Sumon issued a death glare at the man in front of him. _You go on the intimidation tour, two can play that game._ The Steel agent looked almost amused. _He's forcing me to play all my cards at the same time._ Sumon gritted his teeth. _It's not like I have a choice._ “The Citadel and the Steel share some common enemies, sir. As you probably know, the Curse is currently preoccupied in an internal war, taking a bit of heat from both our organizations.” Again only those cold, mocking eyes staring back at him. “Which is why I called this meeting, to propose the bonding of forces for the invasion of Asylum territory.” For a split second, Sumon thought he could see surprise on his counterpart's face. _Got him._ 

“The Asylum is a splintered faction, without structure or grand scheduling. In a time like this, where both of our factions have power to spare, it would be very easy to take a sizeable chunk out of the madmen territory, securing it for our own. I offer you expansion of territory for the mere prize of cleaning out some crazy nests with us. No greater retaliation will be offered, the Asylum does not play their game like that. As long as we do not try to take half their ground, it should be safe enough. Minimal losses, maximum gain. A nice addition to both our territorial grounds should easily be gained and secured before the Curse manages to settle their internal problems and we are forced to reassign the men acting in this operation.” He was gaining momentum. _This meeting is going the right way._ “I will show you a map and operations table of what I am talking about.” Sumon stood up and turned around, a smile on his face now. He just needed to visualize the operation now, show this 'hard guy' the specs and details of the mission now and he would be in the clear. There would be no denying him.

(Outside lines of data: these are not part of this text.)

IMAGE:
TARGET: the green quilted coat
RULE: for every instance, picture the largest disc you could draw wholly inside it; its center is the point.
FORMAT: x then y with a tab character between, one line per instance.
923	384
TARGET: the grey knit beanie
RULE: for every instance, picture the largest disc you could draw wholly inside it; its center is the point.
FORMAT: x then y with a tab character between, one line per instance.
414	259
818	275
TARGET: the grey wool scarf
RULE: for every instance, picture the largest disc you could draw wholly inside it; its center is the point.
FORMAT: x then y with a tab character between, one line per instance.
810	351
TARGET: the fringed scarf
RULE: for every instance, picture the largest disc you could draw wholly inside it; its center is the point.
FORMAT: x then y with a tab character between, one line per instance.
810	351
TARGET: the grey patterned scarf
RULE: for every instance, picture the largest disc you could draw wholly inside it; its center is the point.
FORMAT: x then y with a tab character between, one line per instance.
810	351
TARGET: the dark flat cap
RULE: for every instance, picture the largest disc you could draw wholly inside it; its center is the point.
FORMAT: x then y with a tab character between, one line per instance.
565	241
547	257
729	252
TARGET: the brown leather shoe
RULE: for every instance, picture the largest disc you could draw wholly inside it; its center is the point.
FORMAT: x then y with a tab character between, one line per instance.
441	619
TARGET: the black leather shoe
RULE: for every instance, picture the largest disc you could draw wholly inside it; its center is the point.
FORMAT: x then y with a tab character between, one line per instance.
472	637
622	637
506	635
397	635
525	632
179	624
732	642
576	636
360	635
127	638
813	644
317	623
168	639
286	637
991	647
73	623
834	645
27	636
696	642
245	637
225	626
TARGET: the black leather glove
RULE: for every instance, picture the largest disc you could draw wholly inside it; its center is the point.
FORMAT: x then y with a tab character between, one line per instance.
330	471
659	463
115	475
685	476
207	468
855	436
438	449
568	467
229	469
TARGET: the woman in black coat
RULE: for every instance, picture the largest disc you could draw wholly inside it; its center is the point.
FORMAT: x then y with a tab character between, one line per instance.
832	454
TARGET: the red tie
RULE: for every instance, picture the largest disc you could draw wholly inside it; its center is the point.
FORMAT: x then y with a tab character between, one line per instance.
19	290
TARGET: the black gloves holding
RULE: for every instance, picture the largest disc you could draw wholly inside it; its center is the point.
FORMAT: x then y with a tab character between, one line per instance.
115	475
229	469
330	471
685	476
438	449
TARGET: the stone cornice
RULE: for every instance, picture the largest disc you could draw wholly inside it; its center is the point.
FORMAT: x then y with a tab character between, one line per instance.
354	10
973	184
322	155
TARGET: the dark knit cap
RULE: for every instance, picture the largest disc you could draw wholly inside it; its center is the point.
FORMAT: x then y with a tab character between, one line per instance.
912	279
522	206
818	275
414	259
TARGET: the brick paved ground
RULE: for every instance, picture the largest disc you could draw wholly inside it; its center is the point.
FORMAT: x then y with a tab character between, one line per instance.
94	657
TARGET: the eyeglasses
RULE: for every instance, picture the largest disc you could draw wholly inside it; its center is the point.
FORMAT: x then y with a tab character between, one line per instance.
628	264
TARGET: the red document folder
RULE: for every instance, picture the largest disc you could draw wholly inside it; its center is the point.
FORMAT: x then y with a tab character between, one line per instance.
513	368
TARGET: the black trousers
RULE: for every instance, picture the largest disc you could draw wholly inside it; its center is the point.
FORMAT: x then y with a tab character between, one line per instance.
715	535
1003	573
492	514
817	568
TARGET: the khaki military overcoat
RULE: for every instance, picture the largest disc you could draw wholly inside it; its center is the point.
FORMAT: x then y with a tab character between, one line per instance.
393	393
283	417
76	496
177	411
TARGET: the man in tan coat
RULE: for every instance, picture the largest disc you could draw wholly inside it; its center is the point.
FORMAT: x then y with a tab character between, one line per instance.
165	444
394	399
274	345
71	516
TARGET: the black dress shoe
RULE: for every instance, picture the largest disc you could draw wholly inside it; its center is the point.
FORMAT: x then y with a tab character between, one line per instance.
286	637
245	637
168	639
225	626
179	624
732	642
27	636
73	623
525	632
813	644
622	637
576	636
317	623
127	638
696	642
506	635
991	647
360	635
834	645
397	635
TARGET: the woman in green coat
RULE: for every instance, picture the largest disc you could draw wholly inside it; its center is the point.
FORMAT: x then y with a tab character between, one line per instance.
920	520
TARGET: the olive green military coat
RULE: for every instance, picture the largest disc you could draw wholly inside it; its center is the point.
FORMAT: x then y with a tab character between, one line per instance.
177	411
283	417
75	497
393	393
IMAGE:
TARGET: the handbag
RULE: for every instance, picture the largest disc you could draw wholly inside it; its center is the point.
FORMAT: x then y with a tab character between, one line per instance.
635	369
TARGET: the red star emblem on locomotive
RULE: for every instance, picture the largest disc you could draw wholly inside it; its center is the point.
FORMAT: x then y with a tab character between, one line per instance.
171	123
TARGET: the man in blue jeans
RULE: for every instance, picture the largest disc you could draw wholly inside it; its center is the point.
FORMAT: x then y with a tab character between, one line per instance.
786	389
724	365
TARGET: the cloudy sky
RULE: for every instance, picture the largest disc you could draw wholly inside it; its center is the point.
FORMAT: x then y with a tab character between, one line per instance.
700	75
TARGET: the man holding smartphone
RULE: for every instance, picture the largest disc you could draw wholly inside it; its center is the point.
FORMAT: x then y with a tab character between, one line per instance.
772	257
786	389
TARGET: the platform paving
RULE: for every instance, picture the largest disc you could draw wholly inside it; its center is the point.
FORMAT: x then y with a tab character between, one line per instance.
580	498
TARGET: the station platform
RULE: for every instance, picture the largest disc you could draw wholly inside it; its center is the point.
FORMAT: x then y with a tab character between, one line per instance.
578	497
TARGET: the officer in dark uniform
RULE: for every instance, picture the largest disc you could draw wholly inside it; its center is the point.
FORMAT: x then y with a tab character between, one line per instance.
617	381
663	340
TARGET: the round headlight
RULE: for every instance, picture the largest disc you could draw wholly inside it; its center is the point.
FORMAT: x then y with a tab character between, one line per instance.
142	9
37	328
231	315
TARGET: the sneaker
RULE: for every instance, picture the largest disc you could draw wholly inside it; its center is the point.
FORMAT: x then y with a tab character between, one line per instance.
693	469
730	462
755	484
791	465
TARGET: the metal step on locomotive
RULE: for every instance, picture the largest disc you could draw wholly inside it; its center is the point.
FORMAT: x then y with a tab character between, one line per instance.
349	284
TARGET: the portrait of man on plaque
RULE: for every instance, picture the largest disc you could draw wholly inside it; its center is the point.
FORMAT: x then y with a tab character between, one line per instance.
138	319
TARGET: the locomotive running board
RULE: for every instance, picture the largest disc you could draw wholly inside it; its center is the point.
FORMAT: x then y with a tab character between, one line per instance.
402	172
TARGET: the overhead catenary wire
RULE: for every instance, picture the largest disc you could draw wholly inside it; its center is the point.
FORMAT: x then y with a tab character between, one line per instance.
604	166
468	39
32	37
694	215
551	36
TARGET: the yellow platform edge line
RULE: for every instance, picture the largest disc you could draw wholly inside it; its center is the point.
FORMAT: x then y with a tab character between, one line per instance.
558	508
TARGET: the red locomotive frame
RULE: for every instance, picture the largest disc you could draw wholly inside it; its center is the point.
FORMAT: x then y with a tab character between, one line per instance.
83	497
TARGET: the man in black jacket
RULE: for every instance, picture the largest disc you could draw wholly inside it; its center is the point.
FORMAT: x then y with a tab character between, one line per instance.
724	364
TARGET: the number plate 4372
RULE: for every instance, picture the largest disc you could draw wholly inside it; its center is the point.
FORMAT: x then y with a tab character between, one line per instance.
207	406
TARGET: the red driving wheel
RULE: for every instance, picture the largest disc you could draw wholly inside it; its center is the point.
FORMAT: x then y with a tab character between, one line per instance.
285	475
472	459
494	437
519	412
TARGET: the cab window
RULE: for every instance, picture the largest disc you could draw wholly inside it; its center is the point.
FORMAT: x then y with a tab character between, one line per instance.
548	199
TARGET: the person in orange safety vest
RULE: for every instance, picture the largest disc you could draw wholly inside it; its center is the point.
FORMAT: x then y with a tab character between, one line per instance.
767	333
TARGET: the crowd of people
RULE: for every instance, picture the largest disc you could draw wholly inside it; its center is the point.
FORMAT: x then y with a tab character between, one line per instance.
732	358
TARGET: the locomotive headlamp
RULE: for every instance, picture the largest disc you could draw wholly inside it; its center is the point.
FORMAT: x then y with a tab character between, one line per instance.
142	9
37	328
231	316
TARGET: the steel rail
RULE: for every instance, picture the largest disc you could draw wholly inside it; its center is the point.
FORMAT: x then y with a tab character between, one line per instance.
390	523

A mocking voice stopped Sumon in mid-stride. “Kid, before you get all excited, let me cool your jets and ask a few questions.” He turned, as if in slow-motion. His heart started beating even faster and he could feel sweat forming on the palms of his hands. _Damn, this guy knows how to break someone's roll._ “Ask away, sir, I will provide answers to my best knowledge. You must understand that the operational details will be refined after the Steel consents with my proposal.” The Steel man looked up at him, almost looking amused. “Not to worry, official Sumon, my questions will be of the general nature.” He put three fingers in the air. “Three questions. First one, why do you assume the Steel needs the help of the likes of you to overtake, as you said, barely inhabited territory that's ruled like a wolf pack?” _Fuck._ “Together we're stronger, sir there's no den-” The man cut off Sumon mid-sentence. “Secondly, why do you assume the Steel needs any more territory? There's a reason that we have always chosen to remain in the two city parts we control. These two pieces of ground allow us maximum security in all regards, they have been tailored to our every need through the years.”

Sumon stammered something weak, he himself did not even know what he was trying to say at that moment. One thought ruled above all others. _I have underestimated the Steel._ He tried to keep composed and have an easy stance, but it was clear that he failed, even to himself. The devil opposite to him looked him straight in the eyes. “Which brings me to my last question, kid. Why the fuck do you bother me with shit like this while you clearly have no idea how my 'organization' operates? And on grounds of you not being able to answer any of these three questions with a satisfactory answer, I reject your proposal and close this negotiation.” The man stood up, turned around and exited the room, leaving Sumon to the mocking stares of the officials on the balconies, looking down on him. _No way._ A few claps sounded through the marble hall, courtesy of the most sarcastic faces on the balconies.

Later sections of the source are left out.